Quickly, a pair of events (well, an event and an event series) that I am a bit late to mentioning.
[photograph by Ricardo Espinosa]
The first is “The City That Never Was”, a symposium “organized by Christopher Marcinkoski and Javier Arpa, in cooperation with the Architectural League of New York; speakers include Iñaki Abalos, Dominique Alba, Enric Batlle, William Braham, Rania Ghosn, Llàtzer Moix, Robin Nagle, Chris Reed, Willie van den Broek, James von Klemperer, Richard Weller and Daniel Zarza”, “us[ing] the current economic and urban crisis in Spain as a lens through which to consider future patterns of urbanization and settlement”:
“In the twenty years following its accession to the European Union in 1986, Spain underwent unprecedented physical development that radically reshaped its major cities and metropolitan areas. From new housing to commercial and cultural facilities to infrastructure, the country experienced a building boom of such remarkable proportions that by 2005, 20% of Spain’s GDP was attributable to construction-related activities. The equivalent figure for the United States at that time was less than 5%. A year later, The New York Times celebrated Spain as “one of the great architectural success stories in modern history” when reviewing the Museum of Modern Art’s 2006 exhibition On Site: New Architecture in Spain.

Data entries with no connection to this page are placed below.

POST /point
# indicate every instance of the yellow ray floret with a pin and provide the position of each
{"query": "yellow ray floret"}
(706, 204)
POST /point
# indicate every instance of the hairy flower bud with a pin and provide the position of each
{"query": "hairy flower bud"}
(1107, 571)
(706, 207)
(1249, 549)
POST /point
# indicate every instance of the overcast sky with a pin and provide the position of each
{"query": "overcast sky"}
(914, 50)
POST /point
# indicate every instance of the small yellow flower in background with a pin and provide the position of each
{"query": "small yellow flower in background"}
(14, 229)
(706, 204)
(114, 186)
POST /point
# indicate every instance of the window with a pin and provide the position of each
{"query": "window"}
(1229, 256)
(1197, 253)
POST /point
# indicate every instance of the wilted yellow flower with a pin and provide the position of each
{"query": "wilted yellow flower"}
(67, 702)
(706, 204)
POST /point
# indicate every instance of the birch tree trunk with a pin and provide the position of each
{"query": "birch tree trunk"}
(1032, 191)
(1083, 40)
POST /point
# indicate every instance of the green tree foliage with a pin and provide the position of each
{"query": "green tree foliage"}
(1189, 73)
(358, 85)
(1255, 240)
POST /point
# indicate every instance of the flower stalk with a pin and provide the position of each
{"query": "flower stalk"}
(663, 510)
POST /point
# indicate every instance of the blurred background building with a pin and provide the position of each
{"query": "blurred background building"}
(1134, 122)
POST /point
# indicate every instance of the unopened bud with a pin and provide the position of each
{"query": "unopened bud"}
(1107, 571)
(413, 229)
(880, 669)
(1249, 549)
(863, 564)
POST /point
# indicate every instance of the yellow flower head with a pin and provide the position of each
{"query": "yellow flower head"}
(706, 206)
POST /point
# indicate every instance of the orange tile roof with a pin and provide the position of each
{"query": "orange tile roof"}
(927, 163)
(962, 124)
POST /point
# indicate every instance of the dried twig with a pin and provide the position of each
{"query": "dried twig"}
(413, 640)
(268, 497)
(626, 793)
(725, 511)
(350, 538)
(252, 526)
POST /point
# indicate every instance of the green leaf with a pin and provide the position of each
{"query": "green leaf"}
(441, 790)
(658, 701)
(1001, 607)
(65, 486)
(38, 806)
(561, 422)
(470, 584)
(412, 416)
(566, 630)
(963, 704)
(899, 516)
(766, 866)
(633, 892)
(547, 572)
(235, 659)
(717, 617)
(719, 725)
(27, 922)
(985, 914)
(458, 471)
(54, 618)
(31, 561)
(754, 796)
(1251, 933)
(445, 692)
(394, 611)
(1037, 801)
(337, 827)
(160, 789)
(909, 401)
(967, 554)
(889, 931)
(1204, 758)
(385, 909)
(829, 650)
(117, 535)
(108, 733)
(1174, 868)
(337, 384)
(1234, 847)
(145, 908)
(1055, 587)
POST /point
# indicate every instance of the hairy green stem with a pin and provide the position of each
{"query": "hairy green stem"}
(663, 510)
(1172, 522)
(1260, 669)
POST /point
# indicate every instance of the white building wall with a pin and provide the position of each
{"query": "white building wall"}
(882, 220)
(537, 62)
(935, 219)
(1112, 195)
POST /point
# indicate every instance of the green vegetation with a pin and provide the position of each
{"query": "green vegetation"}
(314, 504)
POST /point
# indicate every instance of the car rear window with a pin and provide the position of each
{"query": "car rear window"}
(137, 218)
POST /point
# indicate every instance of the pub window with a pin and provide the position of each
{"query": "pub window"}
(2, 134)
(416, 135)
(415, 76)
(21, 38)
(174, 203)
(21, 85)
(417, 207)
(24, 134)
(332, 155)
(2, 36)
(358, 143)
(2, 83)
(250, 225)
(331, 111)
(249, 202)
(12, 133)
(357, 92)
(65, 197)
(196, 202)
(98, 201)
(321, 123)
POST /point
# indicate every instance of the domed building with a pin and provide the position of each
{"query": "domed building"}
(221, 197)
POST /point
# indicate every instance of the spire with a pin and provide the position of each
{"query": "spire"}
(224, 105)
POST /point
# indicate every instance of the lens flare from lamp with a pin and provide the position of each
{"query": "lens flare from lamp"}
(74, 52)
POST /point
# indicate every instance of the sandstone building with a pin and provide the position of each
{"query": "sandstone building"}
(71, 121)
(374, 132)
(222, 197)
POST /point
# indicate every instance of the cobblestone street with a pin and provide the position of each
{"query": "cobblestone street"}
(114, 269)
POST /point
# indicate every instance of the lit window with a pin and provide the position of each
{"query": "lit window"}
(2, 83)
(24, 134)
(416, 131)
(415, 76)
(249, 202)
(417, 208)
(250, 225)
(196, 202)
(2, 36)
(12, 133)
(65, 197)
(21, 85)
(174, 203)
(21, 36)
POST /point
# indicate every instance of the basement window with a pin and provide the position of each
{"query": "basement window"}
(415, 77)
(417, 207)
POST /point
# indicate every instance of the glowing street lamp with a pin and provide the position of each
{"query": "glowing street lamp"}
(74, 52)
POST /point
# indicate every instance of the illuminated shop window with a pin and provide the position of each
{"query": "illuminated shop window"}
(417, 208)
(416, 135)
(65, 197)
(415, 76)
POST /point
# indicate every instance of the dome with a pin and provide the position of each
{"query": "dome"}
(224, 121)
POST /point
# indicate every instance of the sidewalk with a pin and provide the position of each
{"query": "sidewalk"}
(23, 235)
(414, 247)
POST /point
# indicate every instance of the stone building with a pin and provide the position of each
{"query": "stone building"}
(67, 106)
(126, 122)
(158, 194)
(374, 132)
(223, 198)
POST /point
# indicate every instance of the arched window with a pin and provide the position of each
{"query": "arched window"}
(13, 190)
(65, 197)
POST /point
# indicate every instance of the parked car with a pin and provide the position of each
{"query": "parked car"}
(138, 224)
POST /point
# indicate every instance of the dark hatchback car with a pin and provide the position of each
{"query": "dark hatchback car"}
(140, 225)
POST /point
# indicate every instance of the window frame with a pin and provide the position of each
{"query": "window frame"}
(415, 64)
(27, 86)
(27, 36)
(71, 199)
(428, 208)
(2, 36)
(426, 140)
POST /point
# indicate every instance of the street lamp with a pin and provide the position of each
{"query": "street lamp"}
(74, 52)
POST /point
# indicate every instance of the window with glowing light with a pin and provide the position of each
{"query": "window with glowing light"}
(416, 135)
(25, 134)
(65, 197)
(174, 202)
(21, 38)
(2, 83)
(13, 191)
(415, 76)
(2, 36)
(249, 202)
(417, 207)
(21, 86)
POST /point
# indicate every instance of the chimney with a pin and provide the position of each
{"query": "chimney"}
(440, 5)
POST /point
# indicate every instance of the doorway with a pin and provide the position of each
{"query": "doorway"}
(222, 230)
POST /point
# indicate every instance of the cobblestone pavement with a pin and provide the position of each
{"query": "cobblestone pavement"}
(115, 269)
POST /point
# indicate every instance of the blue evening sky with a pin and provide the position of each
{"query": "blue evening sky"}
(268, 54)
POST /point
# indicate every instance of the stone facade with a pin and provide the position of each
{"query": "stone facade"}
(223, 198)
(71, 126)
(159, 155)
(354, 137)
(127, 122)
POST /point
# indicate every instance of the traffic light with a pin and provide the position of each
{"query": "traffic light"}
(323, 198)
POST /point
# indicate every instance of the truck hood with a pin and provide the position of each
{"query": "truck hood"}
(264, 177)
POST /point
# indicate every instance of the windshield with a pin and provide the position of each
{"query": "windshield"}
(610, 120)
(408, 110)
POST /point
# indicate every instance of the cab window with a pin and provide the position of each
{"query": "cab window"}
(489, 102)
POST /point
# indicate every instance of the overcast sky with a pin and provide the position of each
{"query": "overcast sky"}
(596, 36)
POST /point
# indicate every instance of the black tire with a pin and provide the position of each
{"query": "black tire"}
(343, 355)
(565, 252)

Yet today Spain copes with an unemployment rate in excess of 26% and a GDP — according to the latest IMF forecast — expected to shrink by 1.5% this year. The country is littered with unfinished, partially completed or abandoned developments including housing complexes left unenclosed; empty museum buildings with no collections; hundreds of miles of unused roads; and airports without a single arrival or departure. This condition is most severe in Madrid, where over 25% of the urbanized land in and around the city consists of partly vacant or incomplete projects.
However extreme its outcome, this overdevelopment is not unique to Spain. Rather, episodes of failed speculative urbanization are a recurrent circumstance throughout history, taking place at a range of scales with varying degrees of long-term effect. Recent examples of this phenomenon can be found in the Sunbelt region of the United States, as well as in Ireland, Iceland, Panama, Angola, Kenya, and the Persian Gulf. China in particular has been under increased scrutiny of late as a growing number of media reports and images emerge of massive, unoccupied new settlement being built in the country’s interior western and southern provinces. This proliferation globally of unoccupied and incomplete settlement over the past 20 years illustrates broader trends in the processes of urbanization, trends in which presumptions of — and desires for — continuous economic growth instigate intense financial investment and real estate speculation, seemingly indifferent to considerations of local and regional capacities, or changing market demands.
This one-day symposium will use the situation in Spain as a point of departure for challenging the increasingly generic strategies upon which contemporary urban planning and design rely in both established and emerging economies. The event will be organized through four primary themes related to the City That Never Was phenomenon— infrastructure, waste, landscape, and instant urbanism — in order to explore new possibilities for how future formats of urbanization can be conceived, financed, planned, deployed and inhabited.”
The symposium is tomorrow (I said I was a little bit late!), at the Scholastic Auditorium in New York. Tickets are available through the Architectural League’s website through 5 pm today, and then tomorrow at the door. The Architectural League has also produced a small set of features on the topic, including interviews and images, which can be found here.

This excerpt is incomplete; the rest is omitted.